To eat or not to eat?

A few people over the summer have asked me whether you should eat before a workout – particularly when rushing to make 9.30am boot camp.  If you do an internet search on this subject it throws up conflicting and confusing advice so here is what I have learnt on my many nutrition courses coupled with a dose of common sense!

There are now lots of articles available which advise exercising on an empty stomach as it forces the body to burn fat rather than glucose.

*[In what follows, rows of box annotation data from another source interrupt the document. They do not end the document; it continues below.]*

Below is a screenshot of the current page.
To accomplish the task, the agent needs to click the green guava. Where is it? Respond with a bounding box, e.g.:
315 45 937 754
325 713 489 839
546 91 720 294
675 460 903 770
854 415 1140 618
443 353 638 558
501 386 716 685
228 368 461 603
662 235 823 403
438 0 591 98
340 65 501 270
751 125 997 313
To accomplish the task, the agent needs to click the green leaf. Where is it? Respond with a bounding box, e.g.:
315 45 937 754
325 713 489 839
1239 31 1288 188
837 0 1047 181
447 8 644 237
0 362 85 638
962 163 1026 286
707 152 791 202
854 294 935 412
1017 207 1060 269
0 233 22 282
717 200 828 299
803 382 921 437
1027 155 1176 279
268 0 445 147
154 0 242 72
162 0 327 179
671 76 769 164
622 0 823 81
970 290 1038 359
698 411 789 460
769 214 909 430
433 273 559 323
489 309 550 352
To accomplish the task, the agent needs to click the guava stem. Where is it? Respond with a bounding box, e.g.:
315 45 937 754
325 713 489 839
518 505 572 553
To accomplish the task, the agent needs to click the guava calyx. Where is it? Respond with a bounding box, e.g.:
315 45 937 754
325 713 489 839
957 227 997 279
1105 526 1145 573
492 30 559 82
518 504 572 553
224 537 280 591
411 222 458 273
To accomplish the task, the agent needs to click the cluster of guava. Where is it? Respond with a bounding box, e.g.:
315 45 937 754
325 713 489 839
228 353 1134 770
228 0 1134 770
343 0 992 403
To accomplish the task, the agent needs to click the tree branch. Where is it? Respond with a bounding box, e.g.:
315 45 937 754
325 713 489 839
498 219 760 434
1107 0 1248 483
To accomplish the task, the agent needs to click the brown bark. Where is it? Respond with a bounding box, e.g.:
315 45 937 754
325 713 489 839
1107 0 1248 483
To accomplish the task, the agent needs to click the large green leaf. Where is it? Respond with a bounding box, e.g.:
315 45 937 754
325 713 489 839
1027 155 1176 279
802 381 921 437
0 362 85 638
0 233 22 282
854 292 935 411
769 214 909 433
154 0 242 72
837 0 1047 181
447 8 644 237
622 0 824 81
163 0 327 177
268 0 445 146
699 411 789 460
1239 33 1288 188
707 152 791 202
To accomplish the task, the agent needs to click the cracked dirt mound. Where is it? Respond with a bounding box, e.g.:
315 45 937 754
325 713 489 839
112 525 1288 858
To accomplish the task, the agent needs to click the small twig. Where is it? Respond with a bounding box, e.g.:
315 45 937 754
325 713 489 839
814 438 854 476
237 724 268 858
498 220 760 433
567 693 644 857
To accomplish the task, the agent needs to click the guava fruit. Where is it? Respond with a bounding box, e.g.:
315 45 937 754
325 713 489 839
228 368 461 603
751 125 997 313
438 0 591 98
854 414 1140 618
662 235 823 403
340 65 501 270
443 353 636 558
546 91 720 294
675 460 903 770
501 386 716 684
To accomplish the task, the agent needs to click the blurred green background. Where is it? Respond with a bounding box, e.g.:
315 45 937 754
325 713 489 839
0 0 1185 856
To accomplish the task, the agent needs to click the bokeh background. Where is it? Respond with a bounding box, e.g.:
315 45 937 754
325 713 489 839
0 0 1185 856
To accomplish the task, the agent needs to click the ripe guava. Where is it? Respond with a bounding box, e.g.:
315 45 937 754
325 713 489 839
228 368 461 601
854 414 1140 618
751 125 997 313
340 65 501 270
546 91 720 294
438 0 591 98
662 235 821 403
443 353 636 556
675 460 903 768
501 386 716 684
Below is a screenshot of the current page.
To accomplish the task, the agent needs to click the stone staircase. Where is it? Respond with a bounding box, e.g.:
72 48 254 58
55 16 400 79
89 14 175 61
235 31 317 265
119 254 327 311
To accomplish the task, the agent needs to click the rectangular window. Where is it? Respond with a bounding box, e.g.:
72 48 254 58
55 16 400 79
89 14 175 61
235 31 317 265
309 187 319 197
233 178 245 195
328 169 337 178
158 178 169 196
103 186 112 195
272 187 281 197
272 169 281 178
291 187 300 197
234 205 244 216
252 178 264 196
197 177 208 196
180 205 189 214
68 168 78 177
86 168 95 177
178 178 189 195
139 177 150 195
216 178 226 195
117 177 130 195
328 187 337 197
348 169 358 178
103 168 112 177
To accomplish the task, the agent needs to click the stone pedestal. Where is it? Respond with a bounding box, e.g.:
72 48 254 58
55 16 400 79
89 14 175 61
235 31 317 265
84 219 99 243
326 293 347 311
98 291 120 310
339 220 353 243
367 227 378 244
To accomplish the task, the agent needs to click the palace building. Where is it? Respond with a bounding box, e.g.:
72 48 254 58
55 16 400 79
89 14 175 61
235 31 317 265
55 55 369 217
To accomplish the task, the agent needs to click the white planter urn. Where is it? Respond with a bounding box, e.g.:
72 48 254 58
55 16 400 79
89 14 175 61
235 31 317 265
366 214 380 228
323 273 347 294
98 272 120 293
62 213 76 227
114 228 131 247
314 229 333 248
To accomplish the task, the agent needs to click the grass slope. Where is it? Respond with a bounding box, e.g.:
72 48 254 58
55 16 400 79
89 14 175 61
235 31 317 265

Your body doesn’t like burning fat as an immediate energy source, it likes glucose and then when glucose is not available it will turn to protein (muscle) and then fat.  The process however are a little more complex than that you actually burn a mix of glucose and fat the proportions of which depend on the intensity and duration of your exercise.

You may have heard that low to moderate intensity exercise such as walking burns more fat as fuel than high intensity sessions which rely on available glucose from food.  That is true but overall you have to walk for a long time to burn as many calories as you do in a more intensive session.

When you exercise at a higher intensity the body needs glucose to perform at maximum levels and push that heart rate up. Your active muscles rip through the available glucose and glycogen stores and when you have finished the workout your body needs to replenish this energy and it does so by accessing your fat stores to convert the stored fat to glycogen.

You could potentially burn 200kcals of fat from a 90 minute walk or conversely 200kcals from a 20minute HITT workout, which also has added fitness benefits.

Of course if you are trying to reduce body fat it is important not to reward yourself with a massive muffin post workout.  Even if you are not trying to reduce fat good nutrition is key to optimum health.

I tend to eat breakfast 90 to 60 mins before boot camp and is generally a mix of complex carbs and protein but nothing too fatty: my favourites are:

  • oat bran pancake, natural yogurt, berries, cinnamon
  • scrambled eggs, sourdough rye or spelt bread, grilled tomatoes
  • porridge with a spoonful of sugar free peanut butter and berries.

If you are running late grab something which is easy to digest such as a banana with oatcakes.

You can train your body to work on an empty stomach and this can be useful for endurance events such as long runs or triathlons, I do this myself occasionally to mix up my workouts.  It is hard and unless you have a reason to do so enjoy a lovely healthy breakfast.